The checks are only performed for builds by the automated builds on Github.
---
 Dockerfile                                 |  2 +-
 build-functions/get-public-image-config.sh | 77 ++++++++++++++++++++++
 build.sh                                   | 66 +++++++++++++++++--
 3 files changed, 140 insertions(+), 5 deletions(-)
 create mode 100644 build-functions/get-public-image-config.sh

diff --git a/Dockerfile b/Dockerfile
index 7764248..e167a62 100644
--- a/Dockerfile
+++ b/Dockerfile
@@ -1,4 +1,4 @@
-ARG FROM=python:3.7-alpine
+ARG FROM
 FROM ${FROM} as builder
 
 RUN apk add --no-cache \
diff --git a/build-functions/get-public-image-config.sh b/build-functions/get-public-image-config.sh
new file mode 100644
index 0000000..d207766
--- /dev/null
+++ b/build-functions/get-public-image-config.sh
@@ -0,0 +1,77 @@
+#!/bin/bash
+# Retrieves image configuration from public images in DockerHub
+# Functions from https://gist.github.com/cirocosta/17ea17be7ac11594cb0f290b0a3ac0d1
+# Optimised for our use case
+
+get_image_label() {
+  local label=$1
+  local image=$2
+  local tag=$3
+  local token=$(_get_token $image)
+  local digest=$(_get_digest $image $tag $token)
+  local retval="null"
+  if [ $digest != "null" ]; then
+    retval=$(_get_image_configuration $image $token $digest $label)
+  fi
+  echo $retval
+}
+
+get_image_layers() {
+  local image=$1
+  local tag=$2
+  local token=$(_get_token $image)
+  _get_layers $image $tag $token
+}
+
+get_image_last_layer() {
+  local image=$1
+  local tag=$2
+  local token=$(_get_token $image)
+  local layers=($(_get_layers $image $tag $token))
+  echo ${layers[-1]}
+}
+
+_get_image_configuration() {
+  local image=$1
+  local token=$2
+  local digest=$3
+  local label=$4
+  curl \
+    --silent \
+    --location \
+    --header "Authorization: Bearer $token" \
+    "https://registry-1.docker.io/v2/$image/blobs/$digest" \
+    | jq -r ".config.Labels.\"$label\""
+}
+
+_get_token() {
+  local image=$1
+  curl \
+    --silent \
+    "https://auth.docker.io/token?scope=repository:$image:pull&service=registry.docker.io" \
+    | jq -r '.token'
+}
+
+_get_digest() {
+  local image=$1
+  local tag=$2
+  local token=$3
+  curl \
+    --silent \
+    --header "Accept: application/vnd.docker.distribution.manifest.v2+json" \
+    --header "Authorization: Bearer $token" \
+    "https://registry-1.docker.io/v2/$image/manifests/$tag" \
+    | jq -r '.config.digest'
+}
+
+_get_layers() {
+  local image=$1
+  local tag=$2
+  local token=$3
+  curl \
+    --silent \
+    --header "Accept: application/vnd.docker.distribution.manifest.v2+json" \
+    --header "Authorization: Bearer $token" \
+    "https://registry-1.docker.io/v2/$image/manifests/$tag" \
+    | jq -r '.layers[].digest'
+}
diff --git a/build.sh b/build.sh
index 051cffb..5939e63 100755
--- a/build.sh
+++ b/build.sh
@@ -49,7 +49,7 @@ if [ "${1}x" == "x" ] || [ "${1}" == "--help" ] || [ "${1}" == "-h" ]; then
   echo "  DOCKERFILE  The name of Dockerfile to use."

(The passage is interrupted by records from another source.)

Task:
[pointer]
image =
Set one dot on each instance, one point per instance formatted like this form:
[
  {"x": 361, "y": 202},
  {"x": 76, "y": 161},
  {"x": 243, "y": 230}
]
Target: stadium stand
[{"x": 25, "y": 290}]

   echo "              Default: Dockerfile"
   echo "  DOCKER_FROM The base image to use."
-  echo "              Default: Whatever is defined as default in the Dockerfile."
+  echo "              Default: 'python:3.7-alpine'"
   echo "  DOCKER_TARGET A specific target to build."
   echo "              It's currently not possible to pass multiple targets."
   echo "              Default: main ldap"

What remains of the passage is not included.